A proposal to mitigate false discovery in CSCW research

This post was co-authored by Benjamin Mako Hill and Aaron Shaw. We wrote it following a conversation with the CSCW 2018 papers chairs. At their encouragement, we put together this proposal that we plan to bring to the CSCW town hall meeting. Thanks to Karrie Karahalios, Airi Lampinen, Geraldine Fitzpatrick, and Andrés Monroy-Hernández for engaging in the conversation with us and for facilitating the participation of the CSCW community.

False discovery in empirical research

There is growing evidence that an enormous portion of published quantitative research is wrong. In fields where recognition of “false discovery” has prompted systematic re-examinations of published findings, it has led to a replication crisis. For example, a systematic attempt to reproduce influential results in social psychology failed to replicate a majority of them. Another attempt focused on social research in top general science journals and failed to replicate more than a third and found that the size of effects were, on average, overstated by a factor of two.

Quantitative methodologists argue that the high rates of false discovery are, among other reasons, a function of common research practices carried out in good faith. Such practices include accidental or intentional p-hacking where researchers try variations of their analysis until they find significant results; a garden of forking paths where researcher decisions lead to a vast understatement of the number of true “researcher degrees of freedom” in their research designs; the file-drawer problem which leads only statistically significant results to be published; and underpowered studies, which make it so that only overstated effect sizes can be detected.

Graph of the relationship between statistical power and the rates of false discovery. [Taken from this answer on the statistics Q&A site Cross Validated.]
To the degree that much of CSCW and HCI use the same research methods and approaches as these other social scientific fields, there is every reason to believe that these issues extend to social computing research. Of course, given that replication is exceedingly rare in HCI, HCI researchers will rarely even find out that a result is wrong.

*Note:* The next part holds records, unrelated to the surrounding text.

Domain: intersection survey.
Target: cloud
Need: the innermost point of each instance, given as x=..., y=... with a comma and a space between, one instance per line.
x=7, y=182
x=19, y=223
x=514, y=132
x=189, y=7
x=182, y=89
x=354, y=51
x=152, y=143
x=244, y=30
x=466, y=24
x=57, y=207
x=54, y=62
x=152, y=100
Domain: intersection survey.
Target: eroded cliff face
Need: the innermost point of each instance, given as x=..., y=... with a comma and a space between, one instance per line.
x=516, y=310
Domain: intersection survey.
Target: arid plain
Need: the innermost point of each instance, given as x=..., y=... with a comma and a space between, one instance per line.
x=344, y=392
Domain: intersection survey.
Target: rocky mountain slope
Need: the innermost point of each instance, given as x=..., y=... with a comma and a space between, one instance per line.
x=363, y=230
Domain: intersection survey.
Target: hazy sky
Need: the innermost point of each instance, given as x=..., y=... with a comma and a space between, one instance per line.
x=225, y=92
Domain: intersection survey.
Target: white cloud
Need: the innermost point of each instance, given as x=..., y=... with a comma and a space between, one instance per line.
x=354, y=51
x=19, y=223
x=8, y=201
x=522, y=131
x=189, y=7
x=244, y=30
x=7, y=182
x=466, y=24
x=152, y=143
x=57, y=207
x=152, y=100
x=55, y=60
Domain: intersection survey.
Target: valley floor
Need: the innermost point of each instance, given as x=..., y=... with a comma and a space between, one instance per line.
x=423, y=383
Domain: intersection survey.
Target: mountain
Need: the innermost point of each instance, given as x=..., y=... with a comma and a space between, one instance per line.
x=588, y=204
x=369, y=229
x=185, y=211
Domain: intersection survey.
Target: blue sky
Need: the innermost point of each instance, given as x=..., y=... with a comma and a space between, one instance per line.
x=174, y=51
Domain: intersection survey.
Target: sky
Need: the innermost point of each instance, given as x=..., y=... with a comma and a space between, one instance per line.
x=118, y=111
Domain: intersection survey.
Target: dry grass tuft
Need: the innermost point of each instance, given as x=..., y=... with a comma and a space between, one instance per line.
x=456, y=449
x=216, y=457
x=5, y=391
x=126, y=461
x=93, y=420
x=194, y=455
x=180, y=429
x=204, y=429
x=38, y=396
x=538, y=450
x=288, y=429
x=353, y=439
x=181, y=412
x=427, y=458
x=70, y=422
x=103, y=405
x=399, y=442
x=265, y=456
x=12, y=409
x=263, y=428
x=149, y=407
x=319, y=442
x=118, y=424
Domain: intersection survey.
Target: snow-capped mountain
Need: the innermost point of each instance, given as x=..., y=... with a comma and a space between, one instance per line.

To date, no comprehensive set of solutions to these issues exists. However, scholarly communities can take steps to reduce the threat of false discovery. One set of approaches to doing so involves the introduction of changes to the way quantitative studies are planned, executed, and reviewed. We want to encourage the CSCW community to consider supporting some of these practices.

Among the approaches developed and adopted in other research communities, several involve breaking up research into two distinct stages: a first stage in which research designs are planned, articulated, and recorded; and a second stage in which results are computed following the procedures in the recorded design (documenting any changes). This stage-based process ensures that designs cannot shift in ways that shape findings without some clear acknowledgement that such a shift has occurred. When changes happen, adjustments can sometimes be made in the computation of statistical tests. Readers and reviewers of the work can also have greater awareness of the degree to which the statistical tests accurately reflect the analysis procedures or not and adjust their confidence in the findings accordingly.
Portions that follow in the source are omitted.